The world of Swarthmore gym-goers is, as a result, completely alien to me. While Swatties are, I gather, not the most muscular folks, I am unwilling to have my oh-so-familiar feelings of in-class inadequacy follow me to the martian landscape that is the Matchbox. I can handle nerds rolling their eyes when I mix up Baudrillard and Bourdieu, but I’m not sure I could deal with buff nerds rolling their eyes when I can’t figure out how to work an elliptical machine. People still use elliptical machines, right? Are there elliptical machines in the Matchbox? I don’t know.

When people ask me why I’ve never entered the Matchbox, I try to say something less embarrassing than “I am very confused and intimidated by exercise machines.” I usually go with a romantic half-truth about how I’d much prefer to be active outside the concrete and glass walls of a gym, say, by running through the Crum or biking around town. At this point, people usually point out that I don’t do those things either (“Sam…you don’t even own a bike.”), and that the stationary bikes at the Matchbox have a simulation mode that show videos of virtual outdoor scenery anyway. Whatever.

While my PE credit tap dance class and frequent procrastination-inspired walks around campus account for an adequate amount of physical activity in my life (I think), my Matchbox hesitations have denied me access to what I understand to be a prominent component of Swarthmore social life. Though I can’t help but imagine that the place is exclusively filled with all of the bulky dudes who sit at Sharples tables A1-3, or like, only the people who put two glasses of Powerade on their lunch trays, I realize a large, diverse population of Swatties work out at the Matchbox all the time. Regardless, my NARP tendencies run so deep that I am always doubtful that any of my non-athletic, non-truck shaped peers ever make their way to the Matchbox, despite the large quantity of evidence to the contrary.
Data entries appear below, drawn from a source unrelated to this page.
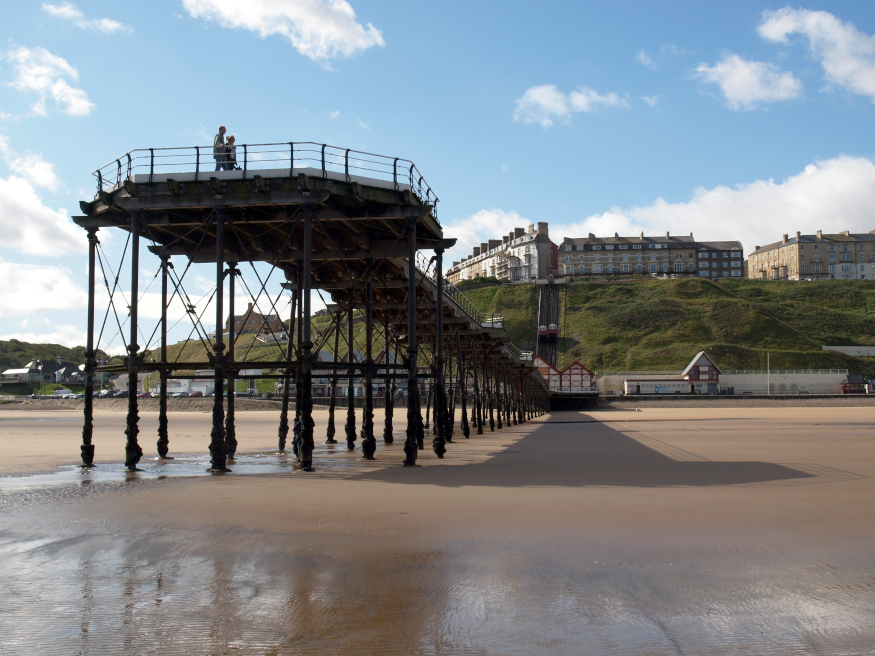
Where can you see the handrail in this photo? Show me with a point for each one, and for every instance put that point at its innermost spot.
(287, 155)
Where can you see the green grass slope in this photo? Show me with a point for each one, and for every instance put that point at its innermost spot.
(661, 324)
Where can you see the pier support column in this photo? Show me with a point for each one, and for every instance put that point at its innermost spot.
(332, 402)
(369, 444)
(413, 410)
(388, 438)
(307, 423)
(350, 390)
(499, 405)
(463, 386)
(230, 429)
(438, 444)
(163, 443)
(217, 436)
(478, 397)
(133, 452)
(488, 387)
(87, 448)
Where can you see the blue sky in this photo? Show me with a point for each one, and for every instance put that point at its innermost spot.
(738, 120)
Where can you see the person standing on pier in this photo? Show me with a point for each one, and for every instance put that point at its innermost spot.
(219, 148)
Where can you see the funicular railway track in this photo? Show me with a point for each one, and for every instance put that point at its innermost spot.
(351, 225)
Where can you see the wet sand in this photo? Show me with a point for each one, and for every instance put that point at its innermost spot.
(666, 531)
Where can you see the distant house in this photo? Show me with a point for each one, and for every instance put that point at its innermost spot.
(854, 384)
(701, 376)
(255, 322)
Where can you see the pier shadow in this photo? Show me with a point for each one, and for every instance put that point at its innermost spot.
(589, 453)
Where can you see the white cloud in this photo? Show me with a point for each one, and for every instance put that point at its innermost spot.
(645, 59)
(39, 72)
(832, 195)
(31, 166)
(545, 103)
(846, 54)
(318, 29)
(479, 228)
(31, 227)
(64, 334)
(69, 11)
(748, 84)
(30, 288)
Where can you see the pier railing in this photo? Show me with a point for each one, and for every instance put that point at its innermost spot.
(201, 161)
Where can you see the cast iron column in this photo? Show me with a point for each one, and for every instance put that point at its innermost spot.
(388, 438)
(133, 452)
(230, 430)
(463, 384)
(488, 388)
(440, 398)
(87, 448)
(369, 444)
(283, 432)
(306, 350)
(217, 436)
(350, 390)
(413, 411)
(329, 434)
(478, 407)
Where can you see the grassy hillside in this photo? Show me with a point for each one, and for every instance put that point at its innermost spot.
(661, 324)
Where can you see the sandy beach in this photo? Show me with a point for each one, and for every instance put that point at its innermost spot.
(659, 531)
With winter arriving quickly, and with it my desire to only eat ramen and hibernate, I’d love to make better use of the Matchbox’s expansive, state-of-the-art, 21,000 square feet. But I still haven’t swallowed my fears of 1) high-tech exercise machines or 2) sweating in front of my classmates. Luckily, with regards to Fear #1, I’ve learned, from doing some cursory research for this article, that I can make an appointment through the Matchbox’s website to learn how to use the gym equipment. How thoughtful! Leave it to the Matchbox to cater to Swatties’ bookish work out-phobia. There must be other fearful Swatties like me…right?

As for Fear #2, people love to tell me that no one cares what I look like at the gym. But I know that’s not entirely true because looking at other people at the Matchbox is partly why I want to go at all. Who’s lifting what these days? How much time did so-and-so put in on the stairmaster? What does that cute guy from my English class look like when he does sit-ups? I know it’s a two-way street though: I have to be willing to let other people look at me when I lift and stairstep and do sit-ups if I want to look at them while they do the same. Perhaps, though, I should welcome watchful Swattie eyes: maybe when I inevitably visibly (but adorably) struggle to make sense of rowing machines, some toned dreamboat will come to my rescue, fall madly in love with me, and attest to the Matchbox’s matchmaking namesake.

Only time will tell if I ever actually end up going to the gym. To be honest, people are so amused when I say I’ve never been to the Matchbox that I’m a little bit hesitant to let that conversation starter go, even when my physical health is potentially on the line. Plus, my mushy belly and indifference to my own bodily wellbeing is all part of my carefully curated cute-alt-girl-who-hangs-out-on-the-internet facade. At least, that’s what I tell myself when I realize I’ve spent the day watching Project Runway and eating cheetos in my bed.